Customs sells cigarettes, violates ethics
Chennai: In gross violation of the National Tobacco Control Programme (NTCP) promoting quitting of smoking, the Customs department here is auctioning 2.94 crore sticks of seized foreign cigarettes on Tuesday, which in effect would mean that the Central Government competes with the profiteering trader peddling tobacco unmindful of the morbid truth that it’s the second biggest killer in the country.

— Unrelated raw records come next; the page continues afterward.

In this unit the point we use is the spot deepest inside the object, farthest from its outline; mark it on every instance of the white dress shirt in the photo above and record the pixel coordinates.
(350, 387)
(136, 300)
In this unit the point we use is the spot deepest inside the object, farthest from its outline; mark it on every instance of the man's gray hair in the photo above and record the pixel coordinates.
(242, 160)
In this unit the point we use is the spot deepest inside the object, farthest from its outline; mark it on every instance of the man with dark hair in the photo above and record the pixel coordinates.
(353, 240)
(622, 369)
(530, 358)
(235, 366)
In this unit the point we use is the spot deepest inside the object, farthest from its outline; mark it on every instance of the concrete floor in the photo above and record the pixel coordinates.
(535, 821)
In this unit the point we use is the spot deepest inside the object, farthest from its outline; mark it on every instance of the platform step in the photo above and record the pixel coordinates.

The sale by e-bidding during 11 am to 5.30 pm on October 25, expected to fetch about Rs.38 crore, is anchored by the government’s trading wing, MSTC, a Mini Ratna Category-1 public sector undertaking, and will feature international brands including Benson & Hedges, Djarum Black and Dunhill White. The cigarettes, which are currently stored at different government godowns, had been seized by the Customs at various times at Chennai airport and the sea port. The auction details posted on the MSTC site say prospective buyers can inspect the containers with cigarettes at the godowns till Monday.
“This is appalling, highly condemnable”, said former Union health minister Dr Anbumani Ramadoss, who has long been spearheading a campaign against tobacco and alcohol. “Instead of destroying this dangerous contraband, the government is selling it just as it would sell seized electronic items. The smuggled transistor does not kill but the cigarette can”, he said, pointing out that India is a signatory to WHO’s Framework Convention on Tobacco Control (FCTC), which seeks to globally combat the killer tobacco.
“Ten million people die due to tobacco in India, which is one-sixth of the world tobacco deaths. It is terrible that the Customs wants to sell the seized cigarettes in the market. Next they might do that to the seized ganja”, said the former minister, a PMK senior. When contacted, a Customs official said the successful bidders in the e-auction would be required to give an undertaking that they would sell the cigarettes in the market only after complying with the mandatory regulations, including the printing of 85 per cent pictorial warning on the packet. “This is mere tokenism and demonstrates the government’s insensitivity towards its own anti-tobacco campaigning”, said S. Cyril Alexander, state convener, Tamil Nadu People’s Forum for Tobacco Control. “Customs should destroy the cigarettes as per the procedures laid down in the Cigarettes and Other Tobacco Products Act (COPTA), 2003. If they do not do it, it only proves the tobacco industry’s influence”.
While even a ‘fresh’ cigarette has been proven to cause fatal diseases such as cancer, the state of this Customs stock appears unclear as the cigarettes seized at various times have been lying in different godowns in questionable storage conditions. These cigarette packs most likely will not have the date of manufacture. And soon they may find their way into the pockets of the city’s college kids.